A second, riskier path is a push for a swift comprehensive deal that locks in front lines and trades territorial recognitions or long-term arrangements for an immediate end to hostilities and partial sanctions relief. Such a route could reduce violence in the short term but would likely be politically toxic in Kyiv and among many Western publics and governments. It would also raise profound questions about the enforcement of guarantees and the precedent it sets for conflicts resolved by force.

A third possibility is essentially transactional: provisional humanitarian measures and prisoner swaps accompanied by intensified back-channel diplomacy, with any broader political settlement deferred. This could buy time and reduce human suffering but would leave the fundamental political contest unresolved and may embolden Moscow to consolidate battlefield gains while the diplomatic process drags on.

Key to all these scenarios is sequencing and enforcement. Who signs guarantees? How will violations be detected and punished? Will economic sanctions be designed with automatic “snap-back” triggers? Can international peacekeepers deploy with clear mandates and secure lines of supply? The answers will determine whether any negotiated pause becomes durable or merely a lull.
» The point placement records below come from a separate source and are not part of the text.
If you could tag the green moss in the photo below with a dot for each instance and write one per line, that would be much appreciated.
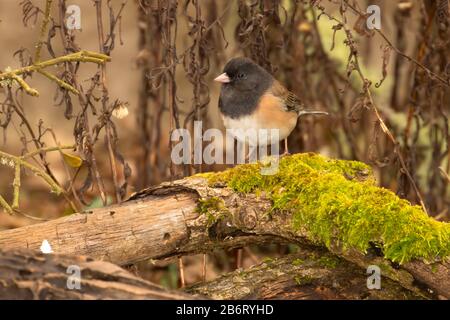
(297, 262)
(214, 209)
(332, 203)
(328, 262)
(303, 280)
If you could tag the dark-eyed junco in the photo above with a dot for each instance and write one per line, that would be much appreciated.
(251, 98)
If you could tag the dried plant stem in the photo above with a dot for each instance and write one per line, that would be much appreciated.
(112, 158)
(5, 205)
(20, 162)
(81, 56)
(367, 92)
(43, 31)
(16, 186)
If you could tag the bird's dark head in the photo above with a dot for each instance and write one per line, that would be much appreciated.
(244, 75)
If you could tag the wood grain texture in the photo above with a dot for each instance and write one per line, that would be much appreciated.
(164, 221)
(26, 274)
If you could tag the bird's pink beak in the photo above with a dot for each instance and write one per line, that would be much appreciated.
(223, 78)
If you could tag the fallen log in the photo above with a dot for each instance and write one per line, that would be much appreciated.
(27, 274)
(311, 199)
(309, 274)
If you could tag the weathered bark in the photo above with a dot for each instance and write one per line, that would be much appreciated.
(25, 274)
(311, 273)
(165, 221)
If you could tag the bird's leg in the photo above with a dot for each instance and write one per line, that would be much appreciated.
(286, 150)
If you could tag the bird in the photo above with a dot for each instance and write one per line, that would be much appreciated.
(251, 98)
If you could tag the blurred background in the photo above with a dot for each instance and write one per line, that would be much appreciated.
(387, 92)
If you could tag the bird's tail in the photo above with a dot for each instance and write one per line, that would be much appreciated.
(304, 112)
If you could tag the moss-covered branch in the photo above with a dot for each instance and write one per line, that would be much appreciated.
(311, 199)
(327, 198)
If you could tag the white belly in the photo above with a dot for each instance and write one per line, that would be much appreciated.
(249, 130)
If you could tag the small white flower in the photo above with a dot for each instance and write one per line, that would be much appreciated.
(46, 247)
(121, 111)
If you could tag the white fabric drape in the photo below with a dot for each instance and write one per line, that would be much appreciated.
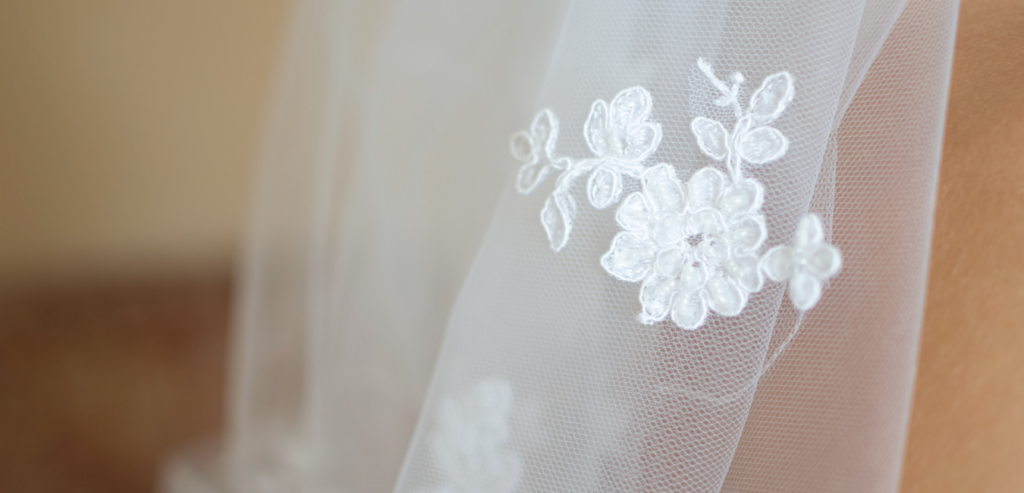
(387, 218)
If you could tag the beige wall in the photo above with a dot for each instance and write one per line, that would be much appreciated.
(127, 132)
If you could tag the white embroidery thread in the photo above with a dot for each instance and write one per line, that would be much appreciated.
(693, 248)
(471, 442)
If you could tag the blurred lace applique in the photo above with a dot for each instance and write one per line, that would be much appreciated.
(693, 247)
(471, 441)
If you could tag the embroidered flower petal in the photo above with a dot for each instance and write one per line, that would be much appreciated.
(724, 296)
(596, 129)
(748, 234)
(641, 140)
(743, 197)
(711, 137)
(635, 214)
(630, 257)
(604, 188)
(655, 298)
(556, 216)
(778, 263)
(762, 145)
(713, 250)
(630, 107)
(545, 131)
(743, 270)
(689, 311)
(772, 97)
(671, 260)
(522, 148)
(692, 276)
(705, 188)
(663, 189)
(809, 232)
(823, 261)
(670, 230)
(804, 290)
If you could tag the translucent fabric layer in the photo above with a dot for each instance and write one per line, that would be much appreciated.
(391, 215)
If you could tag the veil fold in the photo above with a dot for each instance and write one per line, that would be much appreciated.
(392, 240)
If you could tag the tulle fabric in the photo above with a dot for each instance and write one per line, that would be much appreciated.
(387, 220)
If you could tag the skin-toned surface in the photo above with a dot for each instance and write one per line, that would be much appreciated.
(967, 425)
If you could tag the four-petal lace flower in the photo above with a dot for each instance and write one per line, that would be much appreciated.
(694, 248)
(809, 261)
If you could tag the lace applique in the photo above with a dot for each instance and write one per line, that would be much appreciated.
(809, 261)
(692, 246)
(471, 442)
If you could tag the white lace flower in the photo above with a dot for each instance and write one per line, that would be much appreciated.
(809, 261)
(622, 138)
(751, 140)
(617, 133)
(536, 150)
(693, 249)
(471, 443)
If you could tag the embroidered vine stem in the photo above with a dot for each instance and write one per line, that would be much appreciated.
(694, 246)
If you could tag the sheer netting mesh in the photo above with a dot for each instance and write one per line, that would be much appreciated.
(387, 167)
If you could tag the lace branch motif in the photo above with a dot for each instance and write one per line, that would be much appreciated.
(693, 246)
(471, 442)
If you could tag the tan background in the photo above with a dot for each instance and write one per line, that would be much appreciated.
(127, 130)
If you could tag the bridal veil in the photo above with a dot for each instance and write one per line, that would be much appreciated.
(583, 246)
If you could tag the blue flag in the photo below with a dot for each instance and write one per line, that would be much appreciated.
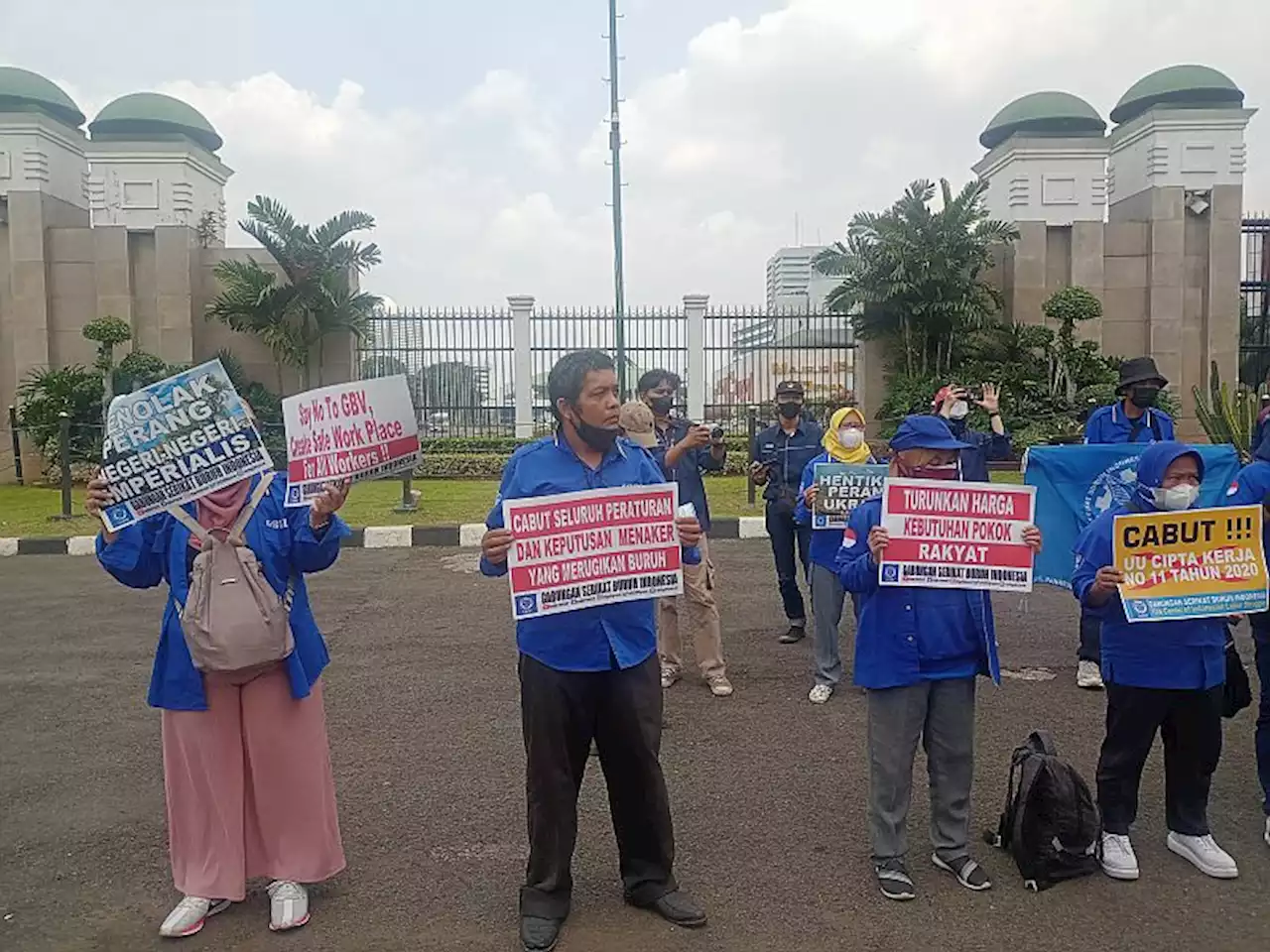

Another dynamic is Washington’s domestic politics. The U.S. president faces incentives to project the image of a dealmaker, and that political calculus may press for visible progress. At the same time, Congress, allied capitals and public opinion will shape the scope of what the president can credibly promise. Trump’s approach in Anchorage and how he frames the Washington meeting will influence whether European partners see a compatible strategy or growing divergence.

Finally, there is the question of Moscow’s ultimate aims. If Russia’s leadership insists on maximal territorial demands and vetoes Ukraine’s aspirations for NATO or EU anchors, any settlement that does not address those aims may be fragile. Conversely, if Moscow is genuinely willing to negotiate trade-offs in exchange for credible, enforceable security arrangements and partial sanctions relief, a more durable pathway could emerge — but such willingness is not evident in public statements.

As Trump prepares to meet Zelensky, diplomats will be watching for concrete deliverables: named guarantor states, timelines for sanctions enforcement or expansion, agreed mechanisms for prisoner exchanges and humanitarian access, and clarity on whether any trilateral talks with Moscow are conditional on Kyiv’s consent and participation. The balance Washington strikes between urgency and respect for Ukraine’s sovereignty will shape the next phase of diplomacy — and the likelihood that the Anchorage talks translate into a credible, enforceable push toward ending the bloodshed.